Pour your dormice upon me…”
Both
Bely and Blok are mystics, which is why their works contain so many metaphors.
If Pushkin has the wind tell Prince Yelisey where he can find his bride, in the
Tale of The Dead Princess and Seven
Warriors, then in Bulgakov the wind transports master on Margarita’s order,
having been given this power by Woland.
***
Sand is also significant in Bely’s cycles Insanity and The Miserables. Bely writes:
“The
field is my home, the sand is my bed…”
And
also in his poem The Mounds: “…Sandy, sandy mounds…”

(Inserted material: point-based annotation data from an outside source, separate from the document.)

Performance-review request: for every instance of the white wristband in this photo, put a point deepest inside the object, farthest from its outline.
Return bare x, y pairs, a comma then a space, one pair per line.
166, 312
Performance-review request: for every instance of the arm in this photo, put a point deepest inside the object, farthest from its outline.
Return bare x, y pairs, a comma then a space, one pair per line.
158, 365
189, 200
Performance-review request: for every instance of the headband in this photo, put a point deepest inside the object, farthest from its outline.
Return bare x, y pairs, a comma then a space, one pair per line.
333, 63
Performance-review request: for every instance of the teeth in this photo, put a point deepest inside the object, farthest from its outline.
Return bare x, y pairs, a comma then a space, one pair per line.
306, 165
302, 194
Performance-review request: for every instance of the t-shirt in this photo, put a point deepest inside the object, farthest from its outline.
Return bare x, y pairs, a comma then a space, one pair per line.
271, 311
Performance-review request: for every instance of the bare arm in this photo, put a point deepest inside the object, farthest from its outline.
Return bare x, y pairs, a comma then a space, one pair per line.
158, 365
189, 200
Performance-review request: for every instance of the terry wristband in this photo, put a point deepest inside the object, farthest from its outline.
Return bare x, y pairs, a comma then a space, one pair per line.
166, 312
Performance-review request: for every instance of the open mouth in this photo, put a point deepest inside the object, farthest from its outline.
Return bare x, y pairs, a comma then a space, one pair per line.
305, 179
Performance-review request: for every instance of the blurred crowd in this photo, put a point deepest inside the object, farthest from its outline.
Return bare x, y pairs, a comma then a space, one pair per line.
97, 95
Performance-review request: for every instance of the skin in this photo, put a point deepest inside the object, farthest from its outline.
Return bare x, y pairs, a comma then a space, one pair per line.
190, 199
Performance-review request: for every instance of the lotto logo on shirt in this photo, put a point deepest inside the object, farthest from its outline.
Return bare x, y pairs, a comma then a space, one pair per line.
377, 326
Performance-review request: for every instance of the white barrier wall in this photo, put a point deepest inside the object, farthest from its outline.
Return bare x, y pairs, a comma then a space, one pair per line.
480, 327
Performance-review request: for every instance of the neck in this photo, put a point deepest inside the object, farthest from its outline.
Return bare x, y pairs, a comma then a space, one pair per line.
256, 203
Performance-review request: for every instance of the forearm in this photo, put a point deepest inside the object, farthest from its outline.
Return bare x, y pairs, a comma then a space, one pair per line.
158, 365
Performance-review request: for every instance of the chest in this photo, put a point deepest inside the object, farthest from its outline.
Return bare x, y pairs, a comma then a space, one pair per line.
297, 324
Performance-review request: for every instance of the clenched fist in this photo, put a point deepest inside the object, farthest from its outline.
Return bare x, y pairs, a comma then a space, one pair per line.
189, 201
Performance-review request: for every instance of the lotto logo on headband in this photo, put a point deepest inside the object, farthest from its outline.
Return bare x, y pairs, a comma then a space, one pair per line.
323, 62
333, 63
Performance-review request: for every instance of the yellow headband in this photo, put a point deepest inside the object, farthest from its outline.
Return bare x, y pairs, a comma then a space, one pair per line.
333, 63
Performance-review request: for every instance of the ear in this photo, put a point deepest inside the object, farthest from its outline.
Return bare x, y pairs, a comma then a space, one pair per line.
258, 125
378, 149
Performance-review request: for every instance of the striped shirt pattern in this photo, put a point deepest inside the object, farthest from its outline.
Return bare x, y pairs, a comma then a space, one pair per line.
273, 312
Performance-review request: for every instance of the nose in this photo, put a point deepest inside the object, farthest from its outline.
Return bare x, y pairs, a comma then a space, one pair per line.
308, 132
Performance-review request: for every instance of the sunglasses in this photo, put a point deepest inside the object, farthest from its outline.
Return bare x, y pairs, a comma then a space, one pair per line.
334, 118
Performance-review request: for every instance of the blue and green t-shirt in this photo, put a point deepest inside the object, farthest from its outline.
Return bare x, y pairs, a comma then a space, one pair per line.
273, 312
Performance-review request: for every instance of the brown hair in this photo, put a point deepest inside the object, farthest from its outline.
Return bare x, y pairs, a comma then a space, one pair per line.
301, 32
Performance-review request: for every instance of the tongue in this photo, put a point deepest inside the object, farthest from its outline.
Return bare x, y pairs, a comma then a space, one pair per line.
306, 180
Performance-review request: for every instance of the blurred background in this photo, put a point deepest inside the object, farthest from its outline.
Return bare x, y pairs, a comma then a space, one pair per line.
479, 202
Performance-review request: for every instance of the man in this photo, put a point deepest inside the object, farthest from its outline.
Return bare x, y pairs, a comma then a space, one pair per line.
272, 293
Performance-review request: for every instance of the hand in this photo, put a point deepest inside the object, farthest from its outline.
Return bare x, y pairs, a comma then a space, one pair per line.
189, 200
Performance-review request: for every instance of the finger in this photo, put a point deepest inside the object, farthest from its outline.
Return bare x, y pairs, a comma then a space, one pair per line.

And in The Miserables this
word pops up quite suddenly:
“…Streams
of sandy dust,
Whirling up dry pillars,
Attacked the shaven cheeks
And the deathly pale
foreheads [of the silent soldiers].
As we were marching along a
humped side street,
An acquaintance with a guilty
face
Stared down into the sand
[sic!] hurrying by,
Pulling his bowler hat down on
his forehead…”
The
sand in A. Bely, like in other Russian poets, is connected with the desert,
while the desert, in the Russian mind, is unfailingly associated with the
famous painting by Ivan Kramskoy Christ
in the Desert. (Incidentally Kramskoy is also the creator of the celebrated
portrait of The Unknown.) In the
quoted poem, Bely also creates the image of his own making of a “stream of sandy dust,” undoubtedly
connected to Lermontov’s “when you are
happy in the dust.” –
“I am
a madman! You are right, you’re right!
Ridiculous is immortality on
earth.
How could I wish for loud
glory,
When you are happy in the
dust.”
Of
the greatest interest in the passage above are these lines:
“…As
we were marching along a humped side street,
An acquaintance with a guilty
face
Stared down into the sand
[sic!] hurrying by,
Pulling his bowler hat down
on his forehead…”
Bely
obviously compares the prisoner being marched by the soldiers, to Christ,
whereas the “acquaintance” must be the person who had betrayed him to the
authorities, like Judas had betrayed Christ. That’s why we have “sand” in the
side street, signifying the betrayal, but also the Temptation of Jesus by the
devil in the desert. The “acquaintance” must also have been tried but had succumbed
to the temptation and betrayed his friend.